Working With the Uncommitted Writer: A Guide to Inspiring Enthusiasm

By March 4, 2013Peer Writing Tutoring

Like all tutors that I’ve talked to, I get my fair share of uninterested, unenthusiastic and uncommitted writers. They slump in, dragging their feet but somehow also eager to get this over with, much to the annoyance of tutors who just want to talk about writing, so badly. My perspective on this age-old situation changed, however, upon reading an essay by Natalie DeCheck about the connection between shared enthusiasm and motivation in the writing tutorial. According to this source, the key to inspiring a writer and increasing their confidence is to show enthusiasm for their work and writing, and to get them excited about their own work as well. But how can we do that? Here are a few ways to get your writers talking about their writing, and to see their work as worthy and interesting.

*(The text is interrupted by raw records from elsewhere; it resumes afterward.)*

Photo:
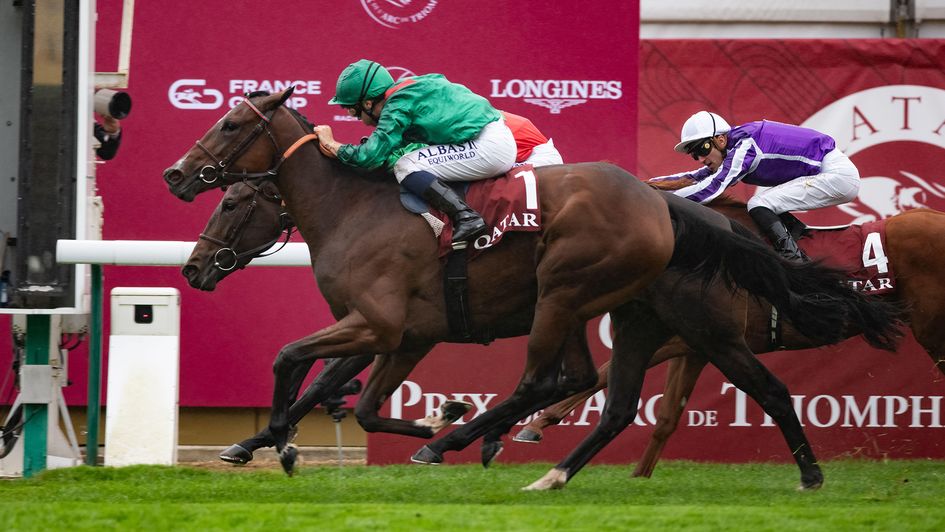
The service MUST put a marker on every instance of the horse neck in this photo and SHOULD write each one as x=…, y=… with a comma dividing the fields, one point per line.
x=734, y=209
x=320, y=193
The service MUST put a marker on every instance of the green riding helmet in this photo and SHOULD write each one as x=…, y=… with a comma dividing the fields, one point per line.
x=361, y=81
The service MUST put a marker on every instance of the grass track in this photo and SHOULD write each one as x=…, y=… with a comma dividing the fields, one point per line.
x=857, y=495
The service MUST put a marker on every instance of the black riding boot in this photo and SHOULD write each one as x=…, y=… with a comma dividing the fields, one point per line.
x=467, y=224
x=777, y=233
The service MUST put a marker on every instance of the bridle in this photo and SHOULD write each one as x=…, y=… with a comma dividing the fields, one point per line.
x=211, y=173
x=226, y=258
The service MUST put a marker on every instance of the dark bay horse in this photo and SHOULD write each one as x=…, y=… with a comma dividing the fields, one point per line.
x=606, y=237
x=243, y=224
x=914, y=248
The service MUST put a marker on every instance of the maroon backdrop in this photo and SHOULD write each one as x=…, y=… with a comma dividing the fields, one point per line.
x=883, y=101
x=532, y=58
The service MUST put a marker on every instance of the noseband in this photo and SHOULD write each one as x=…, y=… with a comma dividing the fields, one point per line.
x=212, y=173
x=226, y=258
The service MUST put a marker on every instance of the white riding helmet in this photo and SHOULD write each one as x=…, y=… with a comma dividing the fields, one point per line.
x=701, y=125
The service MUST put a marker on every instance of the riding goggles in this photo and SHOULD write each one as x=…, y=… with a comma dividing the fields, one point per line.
x=700, y=149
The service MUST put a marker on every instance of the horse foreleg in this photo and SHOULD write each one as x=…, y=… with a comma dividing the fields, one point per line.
x=680, y=381
x=335, y=374
x=388, y=373
x=533, y=432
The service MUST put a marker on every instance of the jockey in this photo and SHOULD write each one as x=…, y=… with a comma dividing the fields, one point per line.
x=532, y=146
x=467, y=139
x=798, y=168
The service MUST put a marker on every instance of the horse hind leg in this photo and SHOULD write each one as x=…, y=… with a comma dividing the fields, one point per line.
x=638, y=334
x=336, y=373
x=388, y=373
x=680, y=381
x=743, y=370
x=537, y=388
x=533, y=432
x=577, y=373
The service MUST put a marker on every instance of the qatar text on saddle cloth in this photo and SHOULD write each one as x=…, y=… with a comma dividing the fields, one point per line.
x=859, y=250
x=506, y=203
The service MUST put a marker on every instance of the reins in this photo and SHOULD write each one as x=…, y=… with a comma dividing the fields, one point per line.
x=211, y=173
x=226, y=258
x=228, y=254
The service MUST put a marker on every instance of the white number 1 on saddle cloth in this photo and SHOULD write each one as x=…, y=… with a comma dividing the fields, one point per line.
x=507, y=203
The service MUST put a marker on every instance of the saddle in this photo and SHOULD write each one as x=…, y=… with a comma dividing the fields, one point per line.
x=506, y=203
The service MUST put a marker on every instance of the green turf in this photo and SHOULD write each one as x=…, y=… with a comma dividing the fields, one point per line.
x=857, y=495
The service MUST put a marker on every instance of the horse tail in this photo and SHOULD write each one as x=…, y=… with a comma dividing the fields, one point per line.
x=815, y=298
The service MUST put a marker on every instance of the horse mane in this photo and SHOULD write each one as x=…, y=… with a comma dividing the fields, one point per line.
x=378, y=174
x=727, y=201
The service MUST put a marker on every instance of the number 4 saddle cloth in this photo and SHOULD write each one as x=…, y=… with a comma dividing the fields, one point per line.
x=859, y=250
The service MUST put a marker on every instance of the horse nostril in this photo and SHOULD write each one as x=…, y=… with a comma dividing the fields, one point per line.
x=189, y=271
x=173, y=176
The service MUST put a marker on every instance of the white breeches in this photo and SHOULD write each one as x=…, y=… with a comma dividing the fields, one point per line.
x=543, y=155
x=838, y=182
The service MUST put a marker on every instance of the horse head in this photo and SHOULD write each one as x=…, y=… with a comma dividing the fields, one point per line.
x=232, y=150
x=247, y=222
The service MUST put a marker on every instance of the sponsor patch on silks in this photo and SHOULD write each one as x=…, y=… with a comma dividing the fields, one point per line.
x=507, y=203
x=859, y=250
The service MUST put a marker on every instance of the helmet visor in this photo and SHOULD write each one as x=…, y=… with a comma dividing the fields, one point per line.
x=700, y=149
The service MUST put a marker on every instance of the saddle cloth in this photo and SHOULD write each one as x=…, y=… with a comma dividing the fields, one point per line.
x=506, y=203
x=859, y=250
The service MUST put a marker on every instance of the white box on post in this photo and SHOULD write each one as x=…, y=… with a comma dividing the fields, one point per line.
x=143, y=383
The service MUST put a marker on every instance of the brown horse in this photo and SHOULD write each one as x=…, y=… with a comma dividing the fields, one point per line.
x=914, y=247
x=242, y=225
x=605, y=238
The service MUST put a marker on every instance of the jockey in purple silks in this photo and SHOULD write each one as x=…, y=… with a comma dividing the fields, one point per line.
x=796, y=169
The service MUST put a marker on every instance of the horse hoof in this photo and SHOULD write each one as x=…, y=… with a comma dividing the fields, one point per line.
x=236, y=454
x=810, y=486
x=527, y=435
x=426, y=455
x=453, y=410
x=553, y=480
x=811, y=482
x=490, y=450
x=287, y=458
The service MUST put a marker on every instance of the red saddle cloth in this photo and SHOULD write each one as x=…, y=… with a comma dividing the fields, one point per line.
x=507, y=203
x=859, y=250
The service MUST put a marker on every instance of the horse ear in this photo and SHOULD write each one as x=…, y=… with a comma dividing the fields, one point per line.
x=285, y=95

1. “So, tell me about your paper!”

I know, I know, the standard opening is, “So what are we working on today?” but jumping right to the problems and the proofreading and the “work” can be a little like putting the cart before the horse – or at least, that’s the way it might seem to the uncommitted writer. The writer just got here, and you want to start talking about what’s wrong right away? Ask the writer about his or her paper topic, ask them to explain the argument, and even inquire about what’s the class about, what do other people say in class about this topic, and do you like learning about it? Yes, they wrote a little bit about the paper when they made the appointment (hopefully), but getting the writer to talk about the paper in person will get them in the mood to talk about it more critically, and it will give you, the tutor, a better idea of what’s going on in this tutorial.

2. Ask questions, ask for clarifications.

I always like to stop my writers periodically during the read-aloud to ask, “OK, what did you mean by this?” Sometimes it’s because I’m actually totally lost and need the writer to explain what they mean in that passage, but more often I want the writer to go back and really think about what they wrote. Asking for clarification gets the writer talking about the topic of the paper again, and allows for some discussion of nuance. If you’re lucky, the writer may even volunteer extra information or a new way of phrasing a sentence, and then you’re off and running.

3. Offer related information from your own experience.

According to DeCheck’s case study, the writer and tutor formed a strong bond because the tutor often offered personal anecdotes that related to the writer’s paper, and helped her to figure out her ideas through a dialogue about shared experience. Being an active participant in the process with your writer shows that you care and that you want to help.

4. Respond to parts of the work that you find interesting or that ring true to you.

Positive reinforcement is always good, but be specific! Make your praise applicable to the writer’s topic and they’ll know that you’ve been paying attention, and that you want to hear more.

Writers often come to us after days, even weeks of working on the same paper. In a lot of cases, they’re probably sick of their own topic and frustrated with the writing process, but your enthusiasm and interest can help writers rediscover theirs. An engaging and dialogue-filled tutorial can make all the difference for the uncommitted writer.